Covid-19 shows we still see government as our captor

Police arrest street vendor Thandi Thabethe in Soweto for selling atchar without a permit during the lockdown. The writer says for those who are impoverished, the economics of an anti-black capitalist system means risking arrest and police brutality to feed a family right now.
Police arrest street vendor Thandi Thabethe in Soweto for selling atchar without a permit during the lockdown. The writer says for those who are impoverished, the economics of an anti-black capitalist system means risking arrest and police brutality to feed a family right now.
Image: Nonkululeko Njilo

SA is currently the centre of praise and adoration for our government's unexpectedly swift and efficient response to the Covid-19 pandemic.

We are genuinely surprised to see our leaders step up to the plate and take the bull by the horns in a time of crisis. As South Africans we know ourselves to be historically undermined and uncared for people.

The civil liberties and rights we have enjoyed for the smaller part of our existence as a republic were hard earned. There are few good things about SA that were not fought for, and few bad things that were not inherited. Our national identity is inextricably linked to struggle and resistance.

There has never been a government of SA with true intentions of advancing the lives of all its people. The idea of government is to disaggregate, and control people and we have always found ourselves trying to survive our government.

Though the evidence for the legitimacy of our resistance and defiance of our leaders are clearly recorded, we might find it to be one of our biggest disadvantages during this pandemic.

We are not prepared for a government who acts within our best interests, wholly and intentionally, at a time when leadership is our only chance of survival, as evinced by the catastrophe playing out in other parts of the world.

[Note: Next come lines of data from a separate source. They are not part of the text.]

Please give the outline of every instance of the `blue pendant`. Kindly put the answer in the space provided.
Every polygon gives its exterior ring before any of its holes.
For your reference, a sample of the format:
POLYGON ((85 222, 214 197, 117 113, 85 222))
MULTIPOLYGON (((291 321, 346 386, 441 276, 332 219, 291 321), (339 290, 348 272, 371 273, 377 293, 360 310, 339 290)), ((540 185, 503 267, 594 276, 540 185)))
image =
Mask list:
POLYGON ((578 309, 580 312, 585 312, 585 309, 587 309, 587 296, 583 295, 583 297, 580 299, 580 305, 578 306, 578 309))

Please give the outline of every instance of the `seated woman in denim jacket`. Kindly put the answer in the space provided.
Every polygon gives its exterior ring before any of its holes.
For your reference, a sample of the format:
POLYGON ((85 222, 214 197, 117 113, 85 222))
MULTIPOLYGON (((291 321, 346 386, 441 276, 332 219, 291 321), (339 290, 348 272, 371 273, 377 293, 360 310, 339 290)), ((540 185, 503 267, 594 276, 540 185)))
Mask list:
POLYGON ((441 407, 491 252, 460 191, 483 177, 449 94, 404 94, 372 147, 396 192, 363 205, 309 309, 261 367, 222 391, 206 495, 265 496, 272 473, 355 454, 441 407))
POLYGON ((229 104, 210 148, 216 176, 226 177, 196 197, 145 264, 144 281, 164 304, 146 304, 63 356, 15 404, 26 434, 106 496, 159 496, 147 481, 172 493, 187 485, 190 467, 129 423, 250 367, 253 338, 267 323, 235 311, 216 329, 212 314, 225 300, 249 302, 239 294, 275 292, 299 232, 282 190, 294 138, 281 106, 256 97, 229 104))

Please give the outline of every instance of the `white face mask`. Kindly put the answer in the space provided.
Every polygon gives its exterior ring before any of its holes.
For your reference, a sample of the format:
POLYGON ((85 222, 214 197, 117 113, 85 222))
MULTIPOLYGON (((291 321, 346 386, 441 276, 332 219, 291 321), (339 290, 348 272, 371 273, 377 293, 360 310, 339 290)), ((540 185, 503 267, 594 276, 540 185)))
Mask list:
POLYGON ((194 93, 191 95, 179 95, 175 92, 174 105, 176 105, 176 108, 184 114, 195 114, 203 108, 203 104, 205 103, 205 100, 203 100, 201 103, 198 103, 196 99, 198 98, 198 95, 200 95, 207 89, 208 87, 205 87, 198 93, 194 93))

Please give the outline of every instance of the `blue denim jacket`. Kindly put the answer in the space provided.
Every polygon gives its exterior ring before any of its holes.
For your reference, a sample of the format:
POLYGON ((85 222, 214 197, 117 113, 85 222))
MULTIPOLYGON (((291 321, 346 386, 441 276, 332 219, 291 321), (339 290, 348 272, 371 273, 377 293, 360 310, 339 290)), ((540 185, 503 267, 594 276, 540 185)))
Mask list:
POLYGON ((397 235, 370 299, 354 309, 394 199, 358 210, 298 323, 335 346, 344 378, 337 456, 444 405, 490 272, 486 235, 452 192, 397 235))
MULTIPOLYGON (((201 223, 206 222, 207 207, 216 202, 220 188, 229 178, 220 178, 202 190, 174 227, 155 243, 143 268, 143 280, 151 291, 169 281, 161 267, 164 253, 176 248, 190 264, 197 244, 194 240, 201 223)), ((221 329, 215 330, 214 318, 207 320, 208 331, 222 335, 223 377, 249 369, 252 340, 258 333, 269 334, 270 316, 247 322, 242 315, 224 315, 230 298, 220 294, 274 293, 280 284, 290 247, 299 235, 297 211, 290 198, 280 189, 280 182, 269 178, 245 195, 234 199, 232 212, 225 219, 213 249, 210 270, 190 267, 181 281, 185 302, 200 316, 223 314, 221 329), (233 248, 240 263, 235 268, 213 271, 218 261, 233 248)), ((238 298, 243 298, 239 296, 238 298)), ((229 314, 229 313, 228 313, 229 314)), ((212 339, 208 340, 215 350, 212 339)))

This analysis of our society is also not uniform in its makeup. We have always had two societies to consider; one largely white and wealthy, the other largely black and impoverished. Though the two may tend towards similar modes of resisting government decree, they are not motivated by the same intentions.

Those with privilege have always constructed themselves as a besieged group under attack by a government whose transformation agenda is misconstrued as communism aimed at impoverishing them.

Those without privilege are disillusioned by a government they believed would bring them salvation from oppression through swiftly instituting equality. Both are hellbent on disobeying orders, not always for any reason but to reclaim some semblance of agency.

For those who are impoverished, the economics of an anti-black capitalist system means risking arrest and police brutality to feed a family.

When faced with these various realities, the problem of SA's fragile relationship with government comes down to one thing: the impossibility of leaving it up to citizens to contain the spread of Covid-19. It is unfair to view defiance and disobedience of impoverished people as unthought.

Our leaders have not created the conditions for us to believe them. Resistance and struggle are our colonial inheritances and it is in times like these that we see just how unchanged our relationship with power is. We have always known our leaders to be our captors and our torturers.

The trauma of centuries of begging, demanding and eventually fighting for humanity to prevail in our favour has not left us. We don't know how else to respond. We are a nation of fighters.

With all of this considered, at this time, leaving the containment of this pandemic to us will not end well. It is a shame to see our government rapidly providing the services they have been promising for over 25 years, and although we are pleased, it is reminiscent of the story of the boy who cried wolf.

We have stopped caring about what they say, we have stopped listening to their promises and we have given up on their paternalistic, dishonest leadership.

That all of this has been too little too late may just add another layer of disaster we cannot afford.